Le magistrat a relevé que le policier a été "placé sous contrôle judiciaire, pas incarcéré". "La dernière fois qu'on a eu ça à Bobigny [en 2010, comme le note Le Figaro.fr], on avait eu des commentaires du ministre de l'Intérieur et du président de la République", a-t-il déploré.
Au Raincy, Nicolas Sarkozy a exprimé jeudi sa confiance, son soutien et sa compréhension aux collègues du suspect et s'est déclaré favorable à une "présomption de légitime défense" pour les policiers.
• La sœur de la victime parle de "bavure"
"Je suis très contente que la justice ait pris le courage d'être indépendante, qu'elle ait fait son travail", a déclaré jeudi la sœur de la victime. "Mais je ne comprends pas que le président de la République, Nicolas Sarkozy, se permette d'intervenir, c'est honteux, inadmissible !", s'est-elle indignée, estimant qu'en "soutenant ce genre d'individu, cela signifie qu'on donne un permis de tuer". "C'est une bavure, ce n'est pas du tout de la légitime défense et il y a des témoins, une autopsie qui le prouvent", a-t-elle martelé.
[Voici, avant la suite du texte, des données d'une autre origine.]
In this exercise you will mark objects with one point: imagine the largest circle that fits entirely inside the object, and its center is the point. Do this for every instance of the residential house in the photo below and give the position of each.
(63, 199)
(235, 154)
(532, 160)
"Oui, [mon frère] a fait des bêtises, il était en prison dès 13 ans, mais il n'a jamais tué personne, samedi il a essayé de s'échapper, il ne voulait juste pas retourner en prison", a affirmé la jeune femme.
"Je ne veux surtout pas qu'on utilise cette affaire à des fins politiques en cette période d'entre-deux-tours d'élection présidentielle", a-t-elle plaidé, annonçant qu'"une marche blanche sera organisée samedi à partir de 14h30 à Meaux en la mémoire d'Amine".